Август лежал на деревянном ложе, на спине, прикрывая левой рукой, сжатой в кулак, глаза, а правой он резко жестикулировал в такт своим быстрым словам, которые записывал его секретарь на вощёных табличках острым стилетом. При виде супруги, Август замолчал и нахмурился. Сейчас ему менее всего хотелось говорить с Ливией: отвращение к её сыну вызвало в душе Августа неприязнь и раздражение к Ливии, а желание навсегда погубить Тиберия, заставляло принцепса чувствовать вину перед женой, которую он искренне любил. И это чувство вины перед нею приводило Августа в ярость! Он отвернулся от Ливии и в сильнейшей досаде на её внезапное появление, дрыгая ногами, пробурчал:
– Знаю…знаю зачем ты пришла.
Ливия с нежной улыбкой, оглядев тощенького мужа, который смешно, по-детски сучил ногами, похлопала в ладоши.
– Мне очень приятно, что мой любимый супруг знает мои мысли. Значит, ты согласен?
Август, гремя костями на деревянном ложе, стремительно лёг на другой бок и вперил в жену пронзительный взгляд.
– С чем это я согласен?
Ливия с чувственной грацией юной женщины подойдя к супругу, осторожным и мягким жестом поправила подушку под головой принцепса. Потом, легко касаясь пальцами, разгладила на его лице насупленные брови и заботливым движением рук одёрнула на Августе тунику. Он, уже досадуя на своё раздражение, виновато буркнул:
– Ливия, ты же знаешь, как мне приятно твоё присутствие рядом. Но сегодня я очень занят…Впрочем, ты хотела что-то сказать?
– Я уже сомневаюсь: угодно ли будет любимому супругу узнать об этом…
– Сядь на моё ложе…дай руки. А теперь, если ты хочешь вновь говорить о Тиберии, то я согласен…
– Нет-нет, я о другом.
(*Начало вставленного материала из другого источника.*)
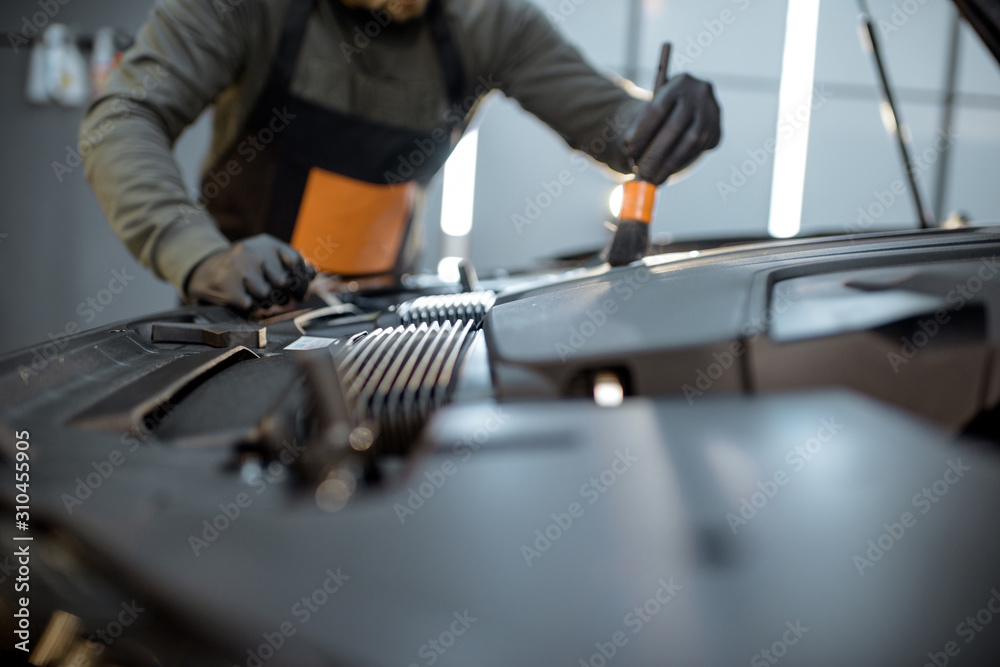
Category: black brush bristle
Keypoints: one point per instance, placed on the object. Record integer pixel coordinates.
(631, 243)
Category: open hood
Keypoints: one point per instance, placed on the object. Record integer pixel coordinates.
(984, 16)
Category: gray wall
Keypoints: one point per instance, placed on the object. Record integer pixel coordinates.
(58, 250)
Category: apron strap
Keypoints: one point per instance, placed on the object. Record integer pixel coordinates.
(293, 35)
(279, 81)
(451, 62)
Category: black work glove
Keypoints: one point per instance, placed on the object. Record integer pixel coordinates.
(681, 123)
(257, 272)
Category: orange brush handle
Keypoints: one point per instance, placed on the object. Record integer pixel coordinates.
(639, 201)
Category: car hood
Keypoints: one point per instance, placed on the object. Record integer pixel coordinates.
(984, 17)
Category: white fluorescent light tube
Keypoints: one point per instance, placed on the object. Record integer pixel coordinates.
(459, 195)
(798, 71)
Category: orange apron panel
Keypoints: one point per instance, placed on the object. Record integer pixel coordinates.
(349, 227)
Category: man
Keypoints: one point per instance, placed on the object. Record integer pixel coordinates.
(330, 117)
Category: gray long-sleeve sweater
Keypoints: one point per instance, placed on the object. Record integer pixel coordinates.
(191, 54)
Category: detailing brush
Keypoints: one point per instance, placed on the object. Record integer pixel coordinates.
(632, 238)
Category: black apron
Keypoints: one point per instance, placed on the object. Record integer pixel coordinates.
(338, 187)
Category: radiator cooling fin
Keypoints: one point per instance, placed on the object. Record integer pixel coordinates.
(447, 308)
(395, 377)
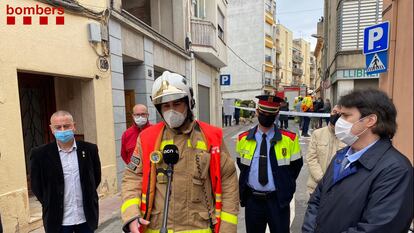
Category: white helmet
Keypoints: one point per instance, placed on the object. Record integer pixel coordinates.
(169, 87)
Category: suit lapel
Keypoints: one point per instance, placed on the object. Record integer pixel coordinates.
(54, 157)
(82, 158)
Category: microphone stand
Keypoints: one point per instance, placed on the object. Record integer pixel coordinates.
(168, 172)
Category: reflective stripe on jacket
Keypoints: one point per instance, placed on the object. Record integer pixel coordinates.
(285, 159)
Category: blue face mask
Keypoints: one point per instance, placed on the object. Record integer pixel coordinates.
(64, 136)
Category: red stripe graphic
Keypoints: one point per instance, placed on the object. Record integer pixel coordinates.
(27, 20)
(60, 20)
(43, 20)
(11, 20)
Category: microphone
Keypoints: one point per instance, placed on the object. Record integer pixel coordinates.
(170, 154)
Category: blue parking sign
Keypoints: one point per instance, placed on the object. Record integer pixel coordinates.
(376, 62)
(225, 79)
(376, 38)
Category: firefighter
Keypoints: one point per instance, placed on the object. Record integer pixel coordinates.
(270, 161)
(204, 190)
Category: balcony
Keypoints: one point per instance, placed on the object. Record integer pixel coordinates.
(278, 65)
(268, 41)
(297, 71)
(297, 58)
(278, 49)
(268, 59)
(312, 65)
(205, 43)
(269, 67)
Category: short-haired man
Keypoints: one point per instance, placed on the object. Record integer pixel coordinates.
(64, 177)
(269, 160)
(129, 137)
(368, 185)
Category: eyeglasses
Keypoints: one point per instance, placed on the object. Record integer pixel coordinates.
(140, 114)
(62, 127)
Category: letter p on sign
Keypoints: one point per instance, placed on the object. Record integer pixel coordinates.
(376, 38)
(374, 35)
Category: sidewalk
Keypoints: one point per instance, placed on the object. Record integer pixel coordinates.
(109, 209)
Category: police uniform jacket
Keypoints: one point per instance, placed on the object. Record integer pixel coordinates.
(285, 160)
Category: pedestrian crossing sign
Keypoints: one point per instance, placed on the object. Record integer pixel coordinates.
(376, 62)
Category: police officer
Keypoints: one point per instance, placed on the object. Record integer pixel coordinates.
(269, 160)
(204, 191)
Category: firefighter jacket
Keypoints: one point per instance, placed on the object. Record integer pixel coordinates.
(285, 160)
(193, 207)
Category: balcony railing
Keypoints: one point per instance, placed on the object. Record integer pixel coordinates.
(278, 49)
(297, 71)
(297, 58)
(203, 33)
(312, 65)
(278, 65)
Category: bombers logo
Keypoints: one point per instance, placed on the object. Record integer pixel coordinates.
(27, 13)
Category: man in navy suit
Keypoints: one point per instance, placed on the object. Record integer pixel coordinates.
(64, 177)
(368, 185)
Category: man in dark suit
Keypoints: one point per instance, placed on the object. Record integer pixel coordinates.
(64, 177)
(368, 185)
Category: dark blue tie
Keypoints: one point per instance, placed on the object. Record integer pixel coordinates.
(263, 162)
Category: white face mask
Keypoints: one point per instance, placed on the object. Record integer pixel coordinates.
(174, 119)
(343, 131)
(140, 121)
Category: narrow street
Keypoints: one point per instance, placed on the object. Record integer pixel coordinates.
(230, 135)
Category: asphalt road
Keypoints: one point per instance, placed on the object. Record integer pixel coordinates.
(230, 135)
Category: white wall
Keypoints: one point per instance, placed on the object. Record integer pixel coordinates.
(245, 20)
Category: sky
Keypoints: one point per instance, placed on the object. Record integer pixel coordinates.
(300, 16)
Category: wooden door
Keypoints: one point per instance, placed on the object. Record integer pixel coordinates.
(129, 104)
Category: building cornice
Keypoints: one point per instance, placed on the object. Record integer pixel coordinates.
(142, 28)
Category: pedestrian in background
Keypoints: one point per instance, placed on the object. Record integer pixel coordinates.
(298, 108)
(307, 106)
(326, 109)
(368, 185)
(320, 110)
(284, 119)
(228, 111)
(322, 147)
(64, 177)
(269, 160)
(129, 137)
(237, 103)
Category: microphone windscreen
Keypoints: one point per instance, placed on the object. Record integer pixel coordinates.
(170, 154)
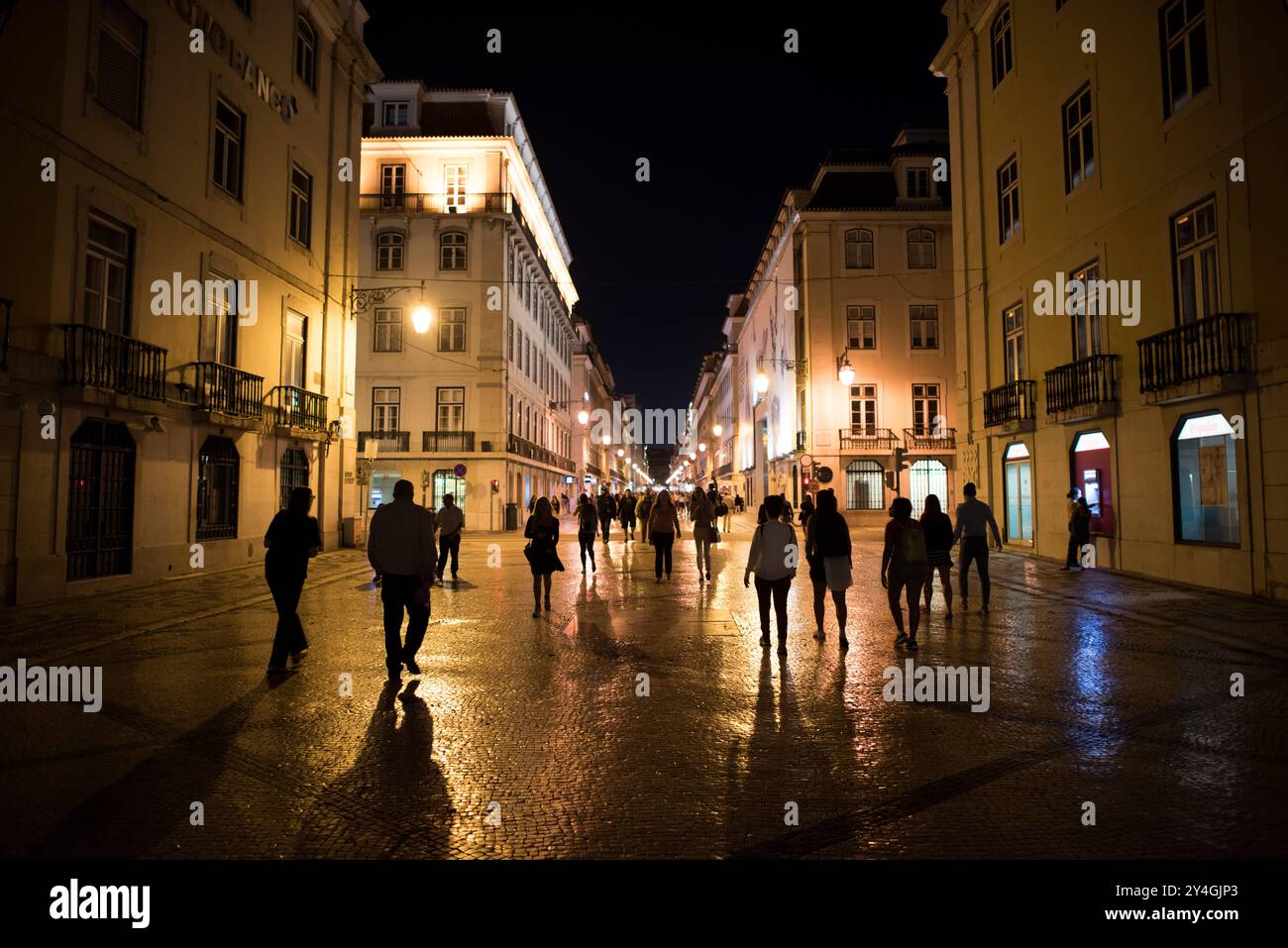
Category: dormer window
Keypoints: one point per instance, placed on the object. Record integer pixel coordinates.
(918, 183)
(397, 114)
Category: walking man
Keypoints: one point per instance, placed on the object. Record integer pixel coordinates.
(974, 520)
(400, 549)
(451, 522)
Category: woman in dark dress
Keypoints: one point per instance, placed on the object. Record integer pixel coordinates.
(292, 540)
(542, 530)
(938, 528)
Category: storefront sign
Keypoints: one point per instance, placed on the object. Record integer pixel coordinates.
(240, 60)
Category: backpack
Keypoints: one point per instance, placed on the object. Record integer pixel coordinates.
(911, 546)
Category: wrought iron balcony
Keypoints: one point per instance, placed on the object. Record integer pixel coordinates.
(1086, 382)
(526, 449)
(1203, 350)
(110, 361)
(867, 438)
(384, 441)
(228, 390)
(295, 407)
(447, 441)
(921, 438)
(482, 202)
(1010, 403)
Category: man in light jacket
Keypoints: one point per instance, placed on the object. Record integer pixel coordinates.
(400, 549)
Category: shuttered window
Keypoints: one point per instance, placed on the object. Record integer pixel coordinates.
(120, 62)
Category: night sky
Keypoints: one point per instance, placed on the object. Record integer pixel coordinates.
(725, 117)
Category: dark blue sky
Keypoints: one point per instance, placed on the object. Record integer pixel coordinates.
(725, 117)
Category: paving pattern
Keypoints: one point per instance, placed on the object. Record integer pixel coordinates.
(533, 737)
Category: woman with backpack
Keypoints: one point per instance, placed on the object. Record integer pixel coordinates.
(772, 549)
(827, 550)
(938, 528)
(588, 519)
(542, 530)
(903, 566)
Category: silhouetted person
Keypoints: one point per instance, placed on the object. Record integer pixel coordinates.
(938, 528)
(772, 548)
(828, 552)
(905, 565)
(292, 540)
(974, 518)
(400, 548)
(450, 520)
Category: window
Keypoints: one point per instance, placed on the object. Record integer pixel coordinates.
(305, 52)
(923, 321)
(451, 410)
(108, 263)
(1184, 37)
(121, 43)
(1198, 290)
(1206, 480)
(1080, 161)
(454, 185)
(863, 410)
(218, 466)
(858, 249)
(451, 330)
(1009, 198)
(101, 500)
(861, 329)
(218, 342)
(296, 348)
(918, 181)
(921, 249)
(1003, 53)
(393, 185)
(300, 223)
(452, 247)
(1013, 342)
(925, 408)
(294, 472)
(385, 408)
(387, 327)
(863, 488)
(230, 137)
(395, 114)
(1086, 313)
(389, 248)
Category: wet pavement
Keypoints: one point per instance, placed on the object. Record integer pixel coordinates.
(539, 737)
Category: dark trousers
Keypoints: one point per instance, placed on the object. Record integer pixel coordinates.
(662, 552)
(975, 549)
(446, 545)
(290, 631)
(778, 588)
(399, 592)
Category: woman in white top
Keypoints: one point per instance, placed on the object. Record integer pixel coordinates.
(773, 559)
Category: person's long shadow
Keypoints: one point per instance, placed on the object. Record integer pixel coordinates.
(393, 801)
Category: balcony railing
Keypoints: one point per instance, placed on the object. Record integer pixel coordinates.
(384, 441)
(526, 449)
(297, 407)
(228, 390)
(447, 441)
(1211, 347)
(1087, 381)
(110, 361)
(921, 438)
(482, 202)
(867, 438)
(1010, 402)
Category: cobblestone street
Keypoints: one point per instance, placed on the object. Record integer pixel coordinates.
(1106, 687)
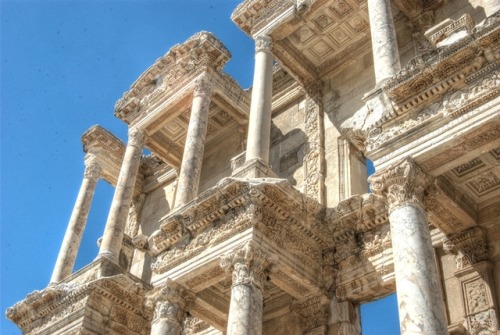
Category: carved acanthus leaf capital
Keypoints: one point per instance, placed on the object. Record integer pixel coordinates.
(263, 43)
(92, 171)
(170, 302)
(137, 137)
(249, 264)
(202, 86)
(403, 182)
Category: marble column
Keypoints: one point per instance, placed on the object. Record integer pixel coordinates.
(421, 309)
(384, 43)
(76, 226)
(259, 127)
(189, 174)
(249, 268)
(117, 217)
(170, 310)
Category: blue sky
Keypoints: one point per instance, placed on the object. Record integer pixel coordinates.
(63, 66)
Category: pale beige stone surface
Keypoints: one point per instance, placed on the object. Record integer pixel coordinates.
(304, 241)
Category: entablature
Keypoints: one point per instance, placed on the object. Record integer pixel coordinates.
(159, 101)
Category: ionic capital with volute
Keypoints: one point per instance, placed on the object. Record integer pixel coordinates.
(402, 183)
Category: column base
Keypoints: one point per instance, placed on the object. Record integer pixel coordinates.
(255, 168)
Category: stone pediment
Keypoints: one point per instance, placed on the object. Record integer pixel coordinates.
(159, 101)
(200, 52)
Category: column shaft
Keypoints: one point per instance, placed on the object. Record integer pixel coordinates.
(259, 127)
(117, 218)
(245, 307)
(384, 43)
(419, 296)
(76, 226)
(421, 309)
(189, 174)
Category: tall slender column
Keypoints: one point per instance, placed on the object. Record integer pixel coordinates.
(76, 226)
(249, 267)
(384, 43)
(189, 175)
(117, 218)
(259, 127)
(170, 310)
(421, 309)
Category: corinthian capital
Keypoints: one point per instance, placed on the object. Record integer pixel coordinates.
(249, 265)
(403, 182)
(202, 86)
(170, 302)
(263, 43)
(92, 171)
(136, 137)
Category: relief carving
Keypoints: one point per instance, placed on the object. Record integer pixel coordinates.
(403, 182)
(249, 265)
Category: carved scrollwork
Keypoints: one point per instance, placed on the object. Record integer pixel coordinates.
(92, 171)
(249, 265)
(202, 87)
(263, 43)
(403, 182)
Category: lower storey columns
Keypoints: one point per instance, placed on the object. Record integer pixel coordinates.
(249, 268)
(421, 309)
(117, 218)
(76, 226)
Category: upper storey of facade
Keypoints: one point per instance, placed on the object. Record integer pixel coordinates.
(159, 101)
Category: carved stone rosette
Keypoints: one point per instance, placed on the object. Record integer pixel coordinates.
(402, 183)
(250, 266)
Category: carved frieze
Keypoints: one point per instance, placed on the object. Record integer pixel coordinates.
(107, 297)
(232, 207)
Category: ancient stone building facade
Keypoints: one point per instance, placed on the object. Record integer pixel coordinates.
(252, 214)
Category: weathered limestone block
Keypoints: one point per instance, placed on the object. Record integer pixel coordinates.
(250, 267)
(421, 309)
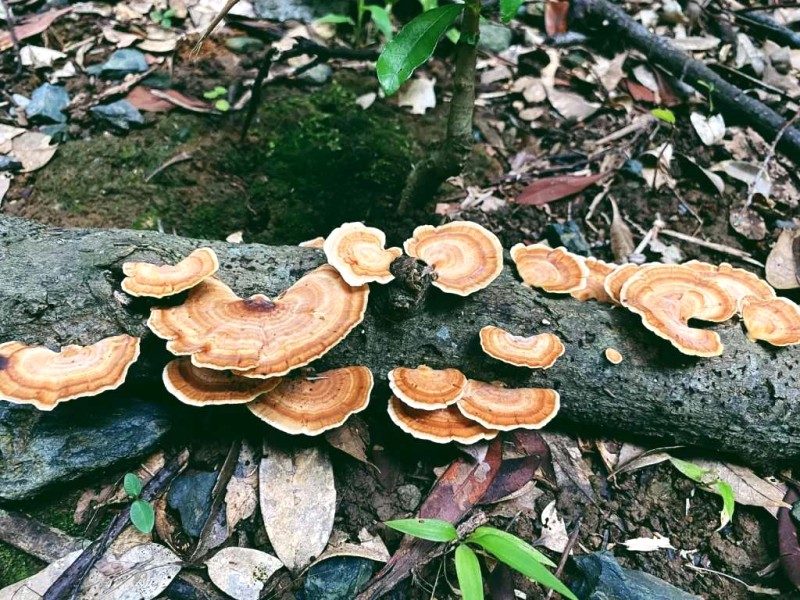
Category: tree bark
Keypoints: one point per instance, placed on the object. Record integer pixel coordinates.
(61, 286)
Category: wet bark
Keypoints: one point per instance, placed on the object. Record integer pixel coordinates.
(62, 286)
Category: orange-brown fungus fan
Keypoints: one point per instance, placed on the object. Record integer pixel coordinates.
(595, 282)
(159, 281)
(258, 336)
(667, 296)
(555, 271)
(775, 320)
(442, 425)
(37, 375)
(358, 253)
(207, 387)
(737, 282)
(497, 407)
(536, 352)
(465, 256)
(312, 405)
(427, 389)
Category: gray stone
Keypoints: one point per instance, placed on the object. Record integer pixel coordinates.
(494, 37)
(39, 449)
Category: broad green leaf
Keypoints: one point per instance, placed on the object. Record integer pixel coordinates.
(664, 114)
(509, 8)
(142, 516)
(434, 530)
(381, 19)
(468, 571)
(413, 45)
(132, 485)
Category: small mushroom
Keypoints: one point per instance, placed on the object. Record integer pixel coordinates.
(553, 270)
(160, 281)
(208, 387)
(442, 425)
(427, 389)
(772, 320)
(358, 253)
(498, 407)
(465, 256)
(258, 336)
(535, 352)
(312, 405)
(37, 375)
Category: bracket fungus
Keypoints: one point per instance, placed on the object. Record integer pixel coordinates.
(160, 281)
(504, 409)
(208, 387)
(427, 389)
(358, 253)
(553, 270)
(465, 256)
(259, 336)
(312, 405)
(667, 296)
(441, 426)
(772, 320)
(535, 352)
(37, 375)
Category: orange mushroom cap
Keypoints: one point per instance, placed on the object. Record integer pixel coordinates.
(442, 425)
(465, 256)
(498, 407)
(774, 320)
(258, 336)
(159, 281)
(667, 296)
(37, 375)
(427, 389)
(358, 253)
(312, 405)
(595, 281)
(536, 352)
(555, 271)
(208, 387)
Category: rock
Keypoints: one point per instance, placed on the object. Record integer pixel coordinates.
(39, 449)
(494, 37)
(190, 495)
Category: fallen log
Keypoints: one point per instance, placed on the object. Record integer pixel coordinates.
(60, 286)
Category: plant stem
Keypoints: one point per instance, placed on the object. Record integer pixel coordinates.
(449, 158)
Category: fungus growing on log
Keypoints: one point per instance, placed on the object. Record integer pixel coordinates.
(442, 425)
(358, 253)
(160, 281)
(535, 352)
(774, 320)
(667, 296)
(313, 405)
(258, 336)
(497, 407)
(208, 387)
(427, 389)
(465, 256)
(36, 375)
(553, 270)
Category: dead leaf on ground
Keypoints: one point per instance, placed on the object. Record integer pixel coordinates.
(298, 502)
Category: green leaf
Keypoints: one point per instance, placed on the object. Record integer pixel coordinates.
(468, 571)
(509, 8)
(413, 45)
(434, 530)
(381, 19)
(664, 114)
(142, 516)
(520, 556)
(132, 485)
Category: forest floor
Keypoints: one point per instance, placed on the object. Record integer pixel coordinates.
(326, 148)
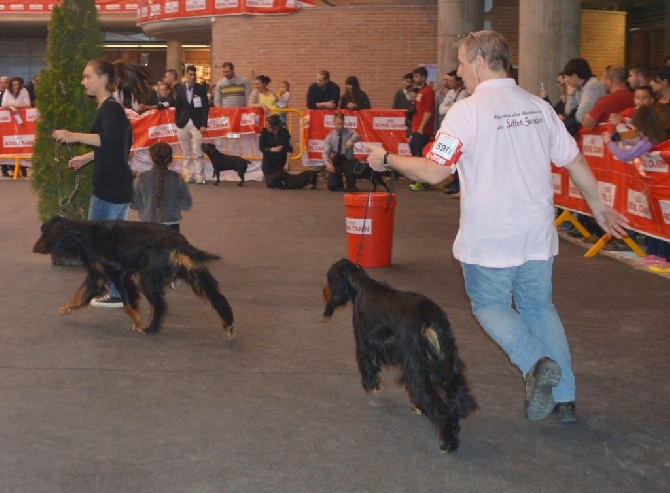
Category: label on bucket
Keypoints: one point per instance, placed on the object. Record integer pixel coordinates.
(359, 226)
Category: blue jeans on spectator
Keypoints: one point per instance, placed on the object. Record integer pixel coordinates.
(532, 330)
(100, 210)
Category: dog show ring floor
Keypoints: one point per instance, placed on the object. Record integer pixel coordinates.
(90, 406)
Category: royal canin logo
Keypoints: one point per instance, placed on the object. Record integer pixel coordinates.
(162, 131)
(219, 123)
(388, 123)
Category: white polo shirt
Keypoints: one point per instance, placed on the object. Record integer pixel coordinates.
(510, 138)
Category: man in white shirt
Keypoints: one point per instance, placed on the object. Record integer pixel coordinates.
(507, 241)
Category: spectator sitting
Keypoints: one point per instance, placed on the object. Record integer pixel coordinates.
(559, 107)
(338, 154)
(401, 99)
(652, 122)
(619, 98)
(660, 83)
(323, 94)
(639, 75)
(14, 97)
(583, 90)
(353, 98)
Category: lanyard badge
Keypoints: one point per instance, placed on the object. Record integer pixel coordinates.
(446, 150)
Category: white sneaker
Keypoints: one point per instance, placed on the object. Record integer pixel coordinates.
(107, 301)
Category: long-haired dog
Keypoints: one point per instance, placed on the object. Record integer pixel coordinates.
(223, 162)
(120, 251)
(410, 331)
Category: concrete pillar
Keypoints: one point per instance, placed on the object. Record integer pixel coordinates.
(174, 57)
(549, 36)
(455, 19)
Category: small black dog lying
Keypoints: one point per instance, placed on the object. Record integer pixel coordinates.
(223, 162)
(119, 250)
(406, 330)
(291, 181)
(356, 170)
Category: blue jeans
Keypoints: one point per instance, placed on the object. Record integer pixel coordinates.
(529, 330)
(100, 210)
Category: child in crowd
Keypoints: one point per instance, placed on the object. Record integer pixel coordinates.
(160, 194)
(283, 97)
(652, 124)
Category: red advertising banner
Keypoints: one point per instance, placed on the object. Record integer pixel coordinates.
(17, 131)
(644, 200)
(381, 127)
(152, 10)
(159, 125)
(155, 10)
(45, 6)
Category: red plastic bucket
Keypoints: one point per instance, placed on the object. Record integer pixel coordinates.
(374, 229)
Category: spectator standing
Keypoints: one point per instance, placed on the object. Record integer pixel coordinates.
(422, 121)
(232, 91)
(401, 99)
(583, 90)
(160, 194)
(192, 109)
(639, 75)
(652, 123)
(660, 83)
(353, 98)
(508, 266)
(618, 98)
(323, 94)
(110, 137)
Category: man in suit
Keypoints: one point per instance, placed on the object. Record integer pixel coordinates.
(192, 107)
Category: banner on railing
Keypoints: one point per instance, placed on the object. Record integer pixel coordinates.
(45, 6)
(644, 200)
(155, 10)
(380, 127)
(159, 125)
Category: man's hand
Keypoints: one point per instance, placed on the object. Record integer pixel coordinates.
(376, 157)
(614, 223)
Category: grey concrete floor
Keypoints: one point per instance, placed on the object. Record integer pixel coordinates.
(86, 405)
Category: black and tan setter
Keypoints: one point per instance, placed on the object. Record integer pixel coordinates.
(125, 251)
(408, 330)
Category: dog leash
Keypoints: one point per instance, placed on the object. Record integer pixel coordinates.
(64, 203)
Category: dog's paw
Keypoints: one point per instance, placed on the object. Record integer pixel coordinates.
(416, 409)
(449, 444)
(230, 331)
(140, 327)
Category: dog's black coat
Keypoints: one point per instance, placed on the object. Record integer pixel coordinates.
(223, 162)
(356, 170)
(119, 251)
(410, 331)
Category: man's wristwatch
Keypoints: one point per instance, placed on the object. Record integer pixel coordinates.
(385, 161)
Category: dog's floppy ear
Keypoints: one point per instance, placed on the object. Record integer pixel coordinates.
(339, 290)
Ко мне только что обратились две юные гречанки благородного звания, искусные в любви, чтобы я представила их Цезарю…– и она многозначительно улыбнулась принцепсу.
Тот откинулся на подушку и оглушительно расхохотался, сильно стуча ладонями по ложу.
– Нет, Ливия, нет! Я давно заболел целомудрием! И боюсь, что эта болезнь привязалась ко мне навсегда! – Он схватил её за руки и со слезами благодарности на глазах воскликнул: – О, прекрасная моя супруга, как я счастлив, что боги подарили мне тебя!
Август начал целовать её изящные пальцы, она же, склонившись к нему, тихо прошептала:
– Я знаю: ты написал новое завещание.
Август со вздохом огорчения отвернулся от неё и пробормотал:
– Ливия, ты была бы прекрасней в тысячу раз, если бы не вмешивалась в мои государственные дела.